Дворец похож на деревню, живущую за собственными высокими стенами посреди Лондона; я знаю здесь все вьющиеся дорожки и огражденные садики, черные лестницы и тайные двери. Он был моим домом с самого детства. Я умываюсь, мою руки и шпильками закалываю покрывало. Счищаю с платья пыль и, гордо подняв голову, иду по мощеным улочкам в большой зал и покои королевы.

Я как раз собираюсь пересечь сад королевы, когда слышу, как меня окликают по имени, и, обернувшись, вижу епископа Джона Фишера, исповедника Миледи, своего старого знакомого. Когда я была девочкой, он приезжал в замок Мидлхем учить нас катехизису и выслушивать наши исповеди. Он знал моего брата Тедди еще мальчиком, когда тот был наследником трона; он учил со мной псалмы, когда в моей псалтыри стояло «Маргарет Плантагенет» и я была племянницей короля Англии.

– Милорд епископ! – восклицаю я, делая реверанс, поскольку он стал большим человеком в благочестивое правление милости Миледи.

Он осеняет мою голову крестом и кланяется мне так низко, словно я все еще маленькая наследница королевского дома.

– Леди Поул! Соболезную вашей утрате. Ваш муж был прекрасным человеком.

– Воистину так, – говорю я.

Епископ Фишер предлагает мне руку, и мы бок о бок идем по дорожке.

– Мы редко видим вас при дворе, дочь моя.

Я собираюсь сказать что-то легкомысленное, что-то про то, что мне нужны новые перчатки, но нечто в его приветливом улыбающемся лице побуждает меня довериться ему.

– Я приехала просить помощи, – прямо говорю я. – Надеюсь, что Миледи даст мне совет. Муж оставил меня почти ни с чем, и я не могу выжить на вдовье содержание.

– Жаль это слышать, – просто отвечает он. – Но я уверен, Миледи выслушает вас благосклонно. У нее много тревог и трудов, Господь ее благослови, но она никогда не оставит никого из членов семьи.

– Надеюсь, – говорю я.

Я гадаю, можно ли как-то попросить его замолвить за меня словечко, когда он указывает на открытые двери в галерее перед покоями Миледи.

– Ступайте, – велит он. – Я пойду с вами. Сейчас самое время, ее всегда хочет видеть множество народа.

Мы вместе идем к двери.

– Вы слышали, что ваша бывшая подопечная, вдовствующая принцесса Уэльская, возвращается домой, в Испанию? – тихо спрашивает епископ.

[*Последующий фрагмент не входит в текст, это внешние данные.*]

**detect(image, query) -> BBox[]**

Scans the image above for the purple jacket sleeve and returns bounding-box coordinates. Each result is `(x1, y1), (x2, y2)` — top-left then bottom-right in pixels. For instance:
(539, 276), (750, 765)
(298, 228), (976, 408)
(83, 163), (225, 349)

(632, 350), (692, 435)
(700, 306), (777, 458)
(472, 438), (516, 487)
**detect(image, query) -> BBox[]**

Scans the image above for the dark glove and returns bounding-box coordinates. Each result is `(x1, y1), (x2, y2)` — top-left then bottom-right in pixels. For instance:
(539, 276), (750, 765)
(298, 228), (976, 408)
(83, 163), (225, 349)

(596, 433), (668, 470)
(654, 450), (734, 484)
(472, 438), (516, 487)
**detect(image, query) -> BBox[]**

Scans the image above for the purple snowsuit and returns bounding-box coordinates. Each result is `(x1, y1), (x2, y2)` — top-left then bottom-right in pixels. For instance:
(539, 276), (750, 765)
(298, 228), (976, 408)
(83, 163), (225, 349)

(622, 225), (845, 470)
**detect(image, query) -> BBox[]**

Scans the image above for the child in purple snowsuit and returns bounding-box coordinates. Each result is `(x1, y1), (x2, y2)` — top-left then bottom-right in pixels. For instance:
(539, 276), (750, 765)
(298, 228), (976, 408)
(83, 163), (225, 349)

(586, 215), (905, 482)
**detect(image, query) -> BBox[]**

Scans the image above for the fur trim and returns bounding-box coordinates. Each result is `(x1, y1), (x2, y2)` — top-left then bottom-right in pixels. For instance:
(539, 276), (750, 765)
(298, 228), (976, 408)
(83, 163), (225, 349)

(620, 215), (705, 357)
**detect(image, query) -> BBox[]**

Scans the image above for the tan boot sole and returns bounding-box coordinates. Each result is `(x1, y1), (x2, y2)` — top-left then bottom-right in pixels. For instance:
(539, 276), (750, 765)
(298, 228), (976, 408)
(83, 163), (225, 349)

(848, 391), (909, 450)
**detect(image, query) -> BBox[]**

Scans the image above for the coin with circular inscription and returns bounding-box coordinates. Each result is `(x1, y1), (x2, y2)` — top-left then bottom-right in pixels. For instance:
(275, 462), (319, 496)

Я пораженно останавливаюсь.

– Нет! Я думала, она помолвлена с принцем Гарри.

Он качает головой.

– Об этом мало кто знает, но об условиях не удалось договориться, – говорит епископ. – Бедное дитя, думаю, ей очень одиноко в ее большом дворце, где никого нет рядом, кроме ее духовника и дам. Лучше ей вернуться домой и жить одной там, и Миледи не желает ее присутствия при дворе. Но это только между нами. Я не знаю, сказали ли самой принцессе. Вы навестите ее, пока вы в Лондоне? Я знаю, она вас очень любит. Вы могли бы ей посоветовать принять ее участь радостно и благородно. Я и в самом деле думаю, что дома она будет счастливее, чем здесь, ожидая чего-то и надеясь.

– Я навещу ее. Как жаль!

Он кивает.

– У нее непростая жизнь. Овдовела такой юной, а теперь ей придется возвращаться домой вдовой. Но Миледи полагается на молитвы. Она думает, что воля Божья в том, чтобы принц Гарри женился на другой. Вдовствующая принцесса не для него.

Стражник отступает в сторону, пропуская епископа, и открывает дверь в зал аудиенций. Он полон просителей, все хотят видеть Миледи и умолять ее о какой-нибудь милости. Все обязанности королевы легли на ее плечи, а ей еще нужно управлять своими обширными землями. Она – одна из богатейших землевладелиц Англии и уж точно самая богатая женщина королевства. Она жертвует на колледжи и часовни, строит больницы, церкви, колледжи и школы, и все они шлют посыльных с докладом или просьбой о милости. Я осматриваю комнату и насчитываю около двух сотен просителей; я – одна из очень, очень многих.